The collaboration is aimed at developing an mRNA therapy for the treatment of ultra-rare disease CN-1 and offering the medication to patients at no cost.
Under the terms of the agreement, Moderna will license the mRNA-3351 to ILCM free of cost, involving no upfront fees, and any downstream payments.
ILCM has agreed to carry out the clinical development of mRNA-3351, with plans to commence clinical trials of mRNA-3351 from next year.

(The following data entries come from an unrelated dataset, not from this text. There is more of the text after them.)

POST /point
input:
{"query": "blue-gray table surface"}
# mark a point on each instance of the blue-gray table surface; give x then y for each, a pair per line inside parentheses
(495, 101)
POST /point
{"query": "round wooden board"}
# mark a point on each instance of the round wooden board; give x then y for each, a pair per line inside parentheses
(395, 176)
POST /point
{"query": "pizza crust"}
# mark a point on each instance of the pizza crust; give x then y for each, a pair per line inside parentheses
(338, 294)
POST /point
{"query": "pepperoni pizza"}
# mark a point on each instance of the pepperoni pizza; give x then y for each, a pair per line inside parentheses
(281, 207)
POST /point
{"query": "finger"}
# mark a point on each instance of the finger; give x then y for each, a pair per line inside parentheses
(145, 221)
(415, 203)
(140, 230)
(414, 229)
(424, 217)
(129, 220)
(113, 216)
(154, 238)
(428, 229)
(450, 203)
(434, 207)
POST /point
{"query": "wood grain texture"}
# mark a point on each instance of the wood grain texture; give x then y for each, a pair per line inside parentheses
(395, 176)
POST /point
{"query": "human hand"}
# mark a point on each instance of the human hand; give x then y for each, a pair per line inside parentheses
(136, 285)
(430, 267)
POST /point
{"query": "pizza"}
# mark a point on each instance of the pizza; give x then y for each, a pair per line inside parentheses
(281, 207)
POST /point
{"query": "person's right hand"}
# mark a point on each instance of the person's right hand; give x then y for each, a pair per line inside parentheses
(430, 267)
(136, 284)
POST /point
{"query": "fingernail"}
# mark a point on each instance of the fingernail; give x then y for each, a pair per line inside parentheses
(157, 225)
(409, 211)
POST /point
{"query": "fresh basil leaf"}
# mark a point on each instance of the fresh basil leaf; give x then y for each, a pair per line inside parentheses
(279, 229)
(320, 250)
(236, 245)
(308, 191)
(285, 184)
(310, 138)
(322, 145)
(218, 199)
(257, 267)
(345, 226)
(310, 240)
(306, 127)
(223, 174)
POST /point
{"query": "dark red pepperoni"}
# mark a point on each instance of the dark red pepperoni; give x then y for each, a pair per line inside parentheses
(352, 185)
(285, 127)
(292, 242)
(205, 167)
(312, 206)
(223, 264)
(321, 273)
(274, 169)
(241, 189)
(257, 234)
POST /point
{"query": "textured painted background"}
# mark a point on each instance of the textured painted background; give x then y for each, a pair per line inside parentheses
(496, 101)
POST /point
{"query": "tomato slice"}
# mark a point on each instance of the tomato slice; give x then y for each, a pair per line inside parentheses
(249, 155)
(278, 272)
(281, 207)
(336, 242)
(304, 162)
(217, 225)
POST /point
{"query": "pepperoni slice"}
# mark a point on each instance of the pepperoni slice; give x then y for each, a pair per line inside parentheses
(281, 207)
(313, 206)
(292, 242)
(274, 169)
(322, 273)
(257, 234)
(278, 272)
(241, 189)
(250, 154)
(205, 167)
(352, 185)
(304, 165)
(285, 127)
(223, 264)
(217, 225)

CN-1 is an ultra-rare genetically inherited disorder, caused by the mutation in the UGT1A1 gene, with only around 70-100 known cases in the world.
The syndrome occurs when an enzyme that converts liver secretion bilirubin into a form that can be easily removed from the body, fails to work properly.

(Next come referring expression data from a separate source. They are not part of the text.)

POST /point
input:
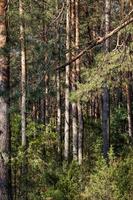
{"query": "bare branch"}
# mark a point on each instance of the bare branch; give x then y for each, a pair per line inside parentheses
(100, 40)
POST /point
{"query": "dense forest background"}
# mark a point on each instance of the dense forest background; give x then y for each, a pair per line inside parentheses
(66, 100)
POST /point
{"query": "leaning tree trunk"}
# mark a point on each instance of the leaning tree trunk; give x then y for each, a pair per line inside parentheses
(105, 97)
(5, 179)
(67, 82)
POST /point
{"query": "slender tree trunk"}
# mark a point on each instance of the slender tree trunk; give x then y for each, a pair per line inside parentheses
(67, 82)
(5, 178)
(79, 108)
(46, 98)
(74, 104)
(129, 106)
(59, 115)
(58, 77)
(23, 98)
(23, 75)
(105, 102)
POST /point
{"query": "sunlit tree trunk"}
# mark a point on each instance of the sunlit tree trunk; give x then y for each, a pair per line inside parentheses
(79, 108)
(23, 75)
(23, 98)
(67, 82)
(73, 84)
(5, 179)
(105, 98)
(58, 82)
(129, 105)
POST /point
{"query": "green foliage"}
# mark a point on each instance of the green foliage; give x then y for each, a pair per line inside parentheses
(113, 181)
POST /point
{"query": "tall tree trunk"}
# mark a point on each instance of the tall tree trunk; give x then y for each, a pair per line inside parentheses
(105, 99)
(129, 106)
(23, 75)
(58, 77)
(5, 179)
(73, 84)
(67, 82)
(23, 98)
(79, 108)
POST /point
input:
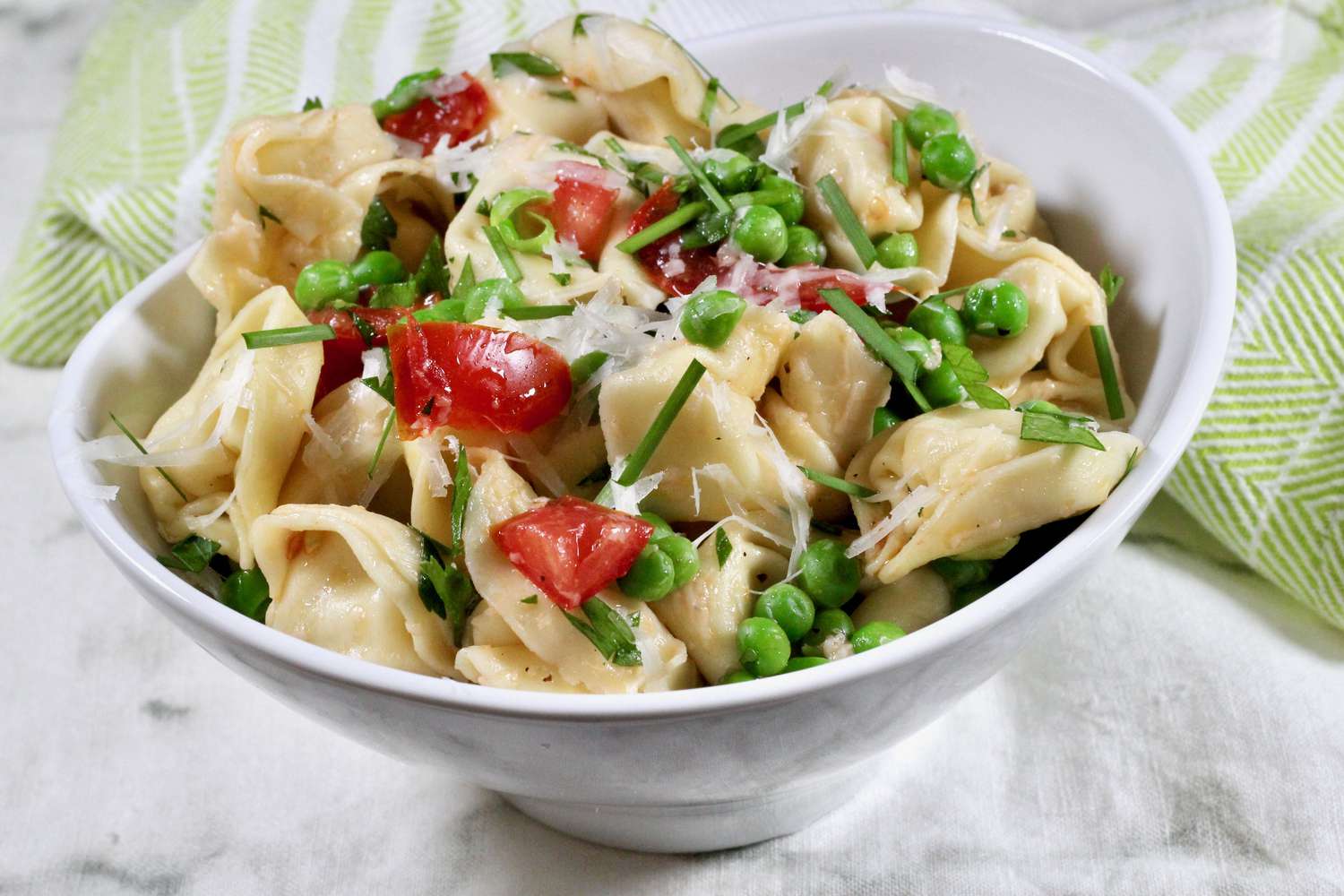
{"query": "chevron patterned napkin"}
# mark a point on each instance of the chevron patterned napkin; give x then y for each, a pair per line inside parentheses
(1261, 85)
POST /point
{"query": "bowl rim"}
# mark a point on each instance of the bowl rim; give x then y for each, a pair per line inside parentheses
(1198, 375)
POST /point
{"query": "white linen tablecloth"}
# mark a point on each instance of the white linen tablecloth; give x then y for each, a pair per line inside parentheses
(1177, 728)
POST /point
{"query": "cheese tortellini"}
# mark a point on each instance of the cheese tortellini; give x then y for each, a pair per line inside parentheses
(581, 375)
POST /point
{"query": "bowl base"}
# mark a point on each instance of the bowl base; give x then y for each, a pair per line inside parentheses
(695, 828)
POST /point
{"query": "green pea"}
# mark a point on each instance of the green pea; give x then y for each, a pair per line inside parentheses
(916, 346)
(883, 419)
(762, 646)
(1039, 406)
(995, 308)
(875, 634)
(790, 207)
(926, 120)
(652, 575)
(324, 282)
(709, 319)
(733, 174)
(378, 268)
(806, 247)
(660, 527)
(959, 573)
(789, 606)
(827, 573)
(761, 233)
(935, 319)
(941, 386)
(798, 664)
(828, 624)
(685, 562)
(948, 160)
(898, 250)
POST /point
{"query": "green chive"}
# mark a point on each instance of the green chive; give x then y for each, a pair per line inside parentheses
(529, 62)
(503, 253)
(1109, 381)
(900, 164)
(711, 193)
(661, 228)
(142, 449)
(849, 222)
(711, 97)
(836, 482)
(288, 336)
(538, 312)
(876, 339)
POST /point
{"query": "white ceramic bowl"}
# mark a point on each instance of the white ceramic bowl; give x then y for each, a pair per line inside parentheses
(714, 767)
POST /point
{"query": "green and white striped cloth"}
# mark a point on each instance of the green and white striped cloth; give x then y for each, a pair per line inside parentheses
(1261, 85)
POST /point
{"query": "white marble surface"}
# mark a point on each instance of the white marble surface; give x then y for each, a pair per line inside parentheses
(1179, 728)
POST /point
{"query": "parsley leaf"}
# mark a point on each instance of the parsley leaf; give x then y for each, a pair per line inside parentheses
(379, 228)
(1061, 429)
(972, 376)
(722, 547)
(193, 554)
(609, 633)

It results in the accumulation of bilirubin in the body and may lead to jaundice and damage to the brain, muscles and nerves, which can be life-threatening.
Moderna CEO Stéphane Bancel said: “At Moderna, we believe that mRNA therapies have the potential to profoundly impact rare disease patients and their families.
“Ultra-rare diseases are always a challenge for our industry given the very small number of patients who could benefit from the medicine.
“We decided that rather than charge a high price for the medicine candidate, which is not aligned with our values, we would rather give it away for free.
“In this innovative partnership, the Institute for Life Changing Medicines will not pay Moderna an upfront fee or any downstream payments.”
The current standard of care treatment is limited to phototherapy, and the only definitive treatment is a liver transplant, which is linked to side effects and risk of death.
The biotechnology company said that its mRNA-3351 encodes for the human UGT1A1 and is designed to restore the missing or dysfunctional proteins that cause the disease.
mRNA-3351 leverages the same LNP formulation used in Moderna’s antibody against chikungunya virus, propionic acidemia, and methylmalonic acidemia programmes.
The US Food and Drug Administration (FDA) has granted Rare Paediatric Disease designation for mRNA-3351
ILCM co-founder and CEO Alex Karnal said: “We are energised to collaborate with Moderna to advance an mRNA for treating Crigler-Najjar.
“At the Institute, we believe that a healthy life is a basic human right, and we are fighting to improve the lives of all people suffering from less common but still devastating diseases.
“We are grateful for Moderna’s support of our novel non-profit business model by providing our first medicine aimed at transforming the lives of people suffering from Crigler-Najjar syndrome around the world.”